Онегин вместе с «героем нашего времени» Лермонтова олицетворяют разочарование в прежних ценностях, но еще никак не обретение замены этим ценностям в новом всесокрушающем «идеале». Этому типажу посвящено стихотворение Лермонтова «Печально я гляжу на наше поколенье». К пушкинской характеристике этого поколения (отсутствие «высокой страсти») Лермонтов добавляет – отсутствие жертвенности и бесцельность его существования. Фаза «разочарования» не предполагает наличия цели и сильных эмоций. Но эта фаза не может продлиться долго, если предположить, что феномен жертвенного служения является элементом генотипа «русской цивилизации», который не может так просто бесследно исчезнуть.
Персонаж Тургенева Базаров – это уже новая фаза развития данного типажа. Он от разочарования и равнодушия к окружающему миру переходит к его жесткому отрицанию. При этом его «положительный идеал» – в виде практической пользы – еще достаточно слаб. Сам смысл умонастроения, названного Тургеневым «нигилизмом», как раз и заключается в том, что отрицание привычного мира в нем выражено гораздо ярче, чем утверждение какой-то альтернативы.
В то же время определенная альтернатива привычному, но отвергаемому порядку вещей, у Базарова все-таки есть, и она весьма характерна. Это культ научности, которая выливается у него в плоский позитивизм в духе Спенсера и Конта. Но если для западных философов позитивизм – это подробно разработанная концепция, которая сама является научной, то для русских последователей Базарова это именно культ, с его приоритетом догматической веры, которая очень легко может принять наукообразие за науку. Здесь уже угадывается образ правоверного ортодоксального марксиста, который учение своих кумиров чисто религиозно и полностью антинаучно почитает за «единственно правильное» направление в общественных науках.
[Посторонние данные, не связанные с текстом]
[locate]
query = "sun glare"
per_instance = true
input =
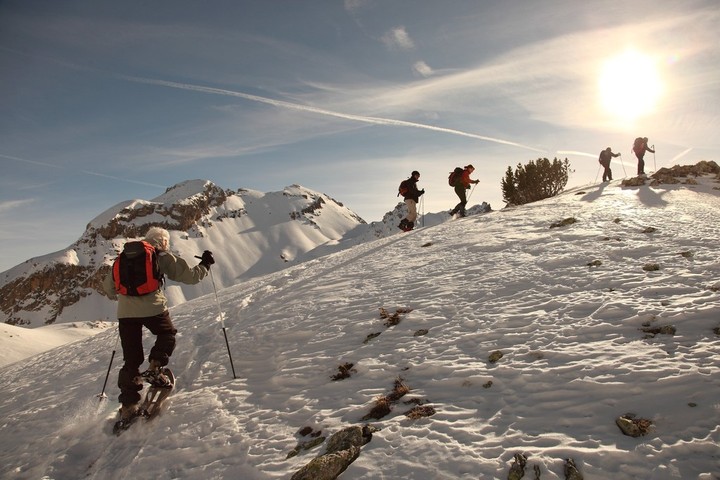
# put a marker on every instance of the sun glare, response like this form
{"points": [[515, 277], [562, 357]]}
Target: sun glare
{"points": [[629, 85]]}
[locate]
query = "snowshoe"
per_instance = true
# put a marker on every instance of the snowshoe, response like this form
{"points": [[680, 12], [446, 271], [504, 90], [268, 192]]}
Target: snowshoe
{"points": [[154, 399]]}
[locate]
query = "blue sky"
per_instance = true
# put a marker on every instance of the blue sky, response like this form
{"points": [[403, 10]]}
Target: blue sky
{"points": [[105, 101]]}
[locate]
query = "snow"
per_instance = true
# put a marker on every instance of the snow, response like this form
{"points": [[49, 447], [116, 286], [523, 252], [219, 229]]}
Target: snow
{"points": [[575, 356]]}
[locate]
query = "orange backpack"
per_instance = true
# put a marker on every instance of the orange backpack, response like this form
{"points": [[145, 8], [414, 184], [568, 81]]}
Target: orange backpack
{"points": [[136, 271]]}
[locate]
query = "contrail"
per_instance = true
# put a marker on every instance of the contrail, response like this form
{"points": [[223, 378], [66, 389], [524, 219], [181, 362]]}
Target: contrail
{"points": [[86, 172], [680, 155], [573, 152], [321, 111]]}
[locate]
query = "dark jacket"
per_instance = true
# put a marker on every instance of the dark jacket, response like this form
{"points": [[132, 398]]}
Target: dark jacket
{"points": [[605, 156], [413, 193]]}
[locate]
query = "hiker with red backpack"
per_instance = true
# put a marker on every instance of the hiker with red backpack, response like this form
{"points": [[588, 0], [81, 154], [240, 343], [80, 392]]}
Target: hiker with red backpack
{"points": [[640, 147], [604, 160], [408, 189], [460, 180], [135, 281]]}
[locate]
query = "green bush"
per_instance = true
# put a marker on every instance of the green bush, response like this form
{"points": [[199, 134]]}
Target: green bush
{"points": [[536, 180]]}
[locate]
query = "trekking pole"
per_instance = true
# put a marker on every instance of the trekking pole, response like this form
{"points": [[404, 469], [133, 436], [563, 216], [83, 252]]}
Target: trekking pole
{"points": [[222, 322], [654, 164], [102, 395]]}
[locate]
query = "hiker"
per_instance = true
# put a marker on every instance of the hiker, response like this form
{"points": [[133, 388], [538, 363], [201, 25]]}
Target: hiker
{"points": [[462, 183], [640, 147], [150, 311], [604, 160], [409, 191]]}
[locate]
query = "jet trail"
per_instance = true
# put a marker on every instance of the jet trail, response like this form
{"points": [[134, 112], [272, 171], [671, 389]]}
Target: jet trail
{"points": [[321, 111]]}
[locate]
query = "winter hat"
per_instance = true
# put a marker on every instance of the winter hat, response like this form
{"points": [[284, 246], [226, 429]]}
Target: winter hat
{"points": [[158, 238]]}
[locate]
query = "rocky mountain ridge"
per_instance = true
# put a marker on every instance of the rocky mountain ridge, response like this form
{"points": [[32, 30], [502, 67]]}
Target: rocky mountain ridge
{"points": [[67, 285]]}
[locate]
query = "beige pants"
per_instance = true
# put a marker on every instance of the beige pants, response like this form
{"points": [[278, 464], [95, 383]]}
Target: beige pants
{"points": [[412, 210]]}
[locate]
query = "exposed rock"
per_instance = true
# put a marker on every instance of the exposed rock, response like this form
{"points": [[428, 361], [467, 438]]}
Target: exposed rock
{"points": [[344, 371], [420, 411], [633, 427], [342, 449], [495, 356], [563, 223], [517, 469], [571, 471]]}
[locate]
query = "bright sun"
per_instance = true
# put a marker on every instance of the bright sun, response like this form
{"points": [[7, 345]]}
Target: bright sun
{"points": [[630, 85]]}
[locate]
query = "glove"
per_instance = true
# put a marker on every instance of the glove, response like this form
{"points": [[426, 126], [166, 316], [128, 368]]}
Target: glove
{"points": [[207, 259]]}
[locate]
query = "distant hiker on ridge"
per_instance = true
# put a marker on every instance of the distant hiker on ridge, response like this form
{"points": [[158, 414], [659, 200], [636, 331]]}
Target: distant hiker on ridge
{"points": [[604, 160], [461, 182], [640, 147], [142, 303], [408, 189]]}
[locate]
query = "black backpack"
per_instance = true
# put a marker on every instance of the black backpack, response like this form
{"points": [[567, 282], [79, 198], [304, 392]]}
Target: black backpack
{"points": [[136, 271]]}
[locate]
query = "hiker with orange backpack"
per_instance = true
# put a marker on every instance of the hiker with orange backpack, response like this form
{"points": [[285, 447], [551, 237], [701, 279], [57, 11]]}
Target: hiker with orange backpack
{"points": [[604, 160], [460, 180], [640, 147], [142, 303], [408, 189]]}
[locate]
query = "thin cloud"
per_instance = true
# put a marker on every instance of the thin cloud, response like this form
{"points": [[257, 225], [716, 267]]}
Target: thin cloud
{"points": [[423, 69], [398, 38], [320, 111], [86, 172], [574, 152], [13, 204]]}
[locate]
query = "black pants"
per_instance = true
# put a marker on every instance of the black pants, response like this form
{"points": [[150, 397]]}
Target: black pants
{"points": [[131, 340], [641, 164], [607, 173], [460, 207]]}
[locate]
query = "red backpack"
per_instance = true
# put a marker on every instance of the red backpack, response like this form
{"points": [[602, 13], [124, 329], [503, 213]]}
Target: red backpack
{"points": [[454, 176], [403, 188], [136, 271]]}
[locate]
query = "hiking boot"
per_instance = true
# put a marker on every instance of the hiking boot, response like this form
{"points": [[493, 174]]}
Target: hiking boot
{"points": [[128, 411], [154, 375]]}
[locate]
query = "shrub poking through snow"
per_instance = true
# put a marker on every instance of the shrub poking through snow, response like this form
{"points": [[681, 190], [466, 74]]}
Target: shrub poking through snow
{"points": [[371, 336], [495, 356], [633, 427], [663, 330], [344, 371], [420, 411], [309, 438], [392, 319], [563, 223], [383, 405]]}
Впрочем, уже на данной фазе разочарования в русской контрэлите появляются и другие «положительные идеалы».
Один из них – западничество, которое поначалу с религиозной страстью (самый яркий пример – Чаадаев) проповедует превосходство католической веры над православной, и славянофильство, противопоставляющее уродству современного социального строя романтический идеал допетровской Руси. Но если славянофильство так и осталось литературным течением, то западничество имело гораздо более далеко идущие последствия, так как предложенная им версия переоценки ценностей получила отклик в правящей элите, что вылилось в самую грандиозную со времен Петра попытку реформ по западноевропейскому образцу.
2.4.1. Проект европейской модернизации
Идеология западничества завладевает умами довольно большого слоя русской интеллигенции и получает дополнительный импульс после реформ 1860-х годов. Здесь наибольшее значение имели три реформы:
1) реформа университетского образования, давшая сильный импульс развитию академической и интеллектуальной свободы;
2) судебная реформа, которая положила начало правовой модернизации европейского типа, т. е. формирование в России основ правового государства;
3) земская реформа, положившая начало созданию системы самоуправления, в рамках которого европеизированная интеллигенция могла применить свой интеллектуальный багаж на практике.
Эти три реформы обозначают вектор европейской модернизации гораздо четче, чем освобождение крестьян, которое сохранило компромисс с таким существенным элементом старого мира, как община.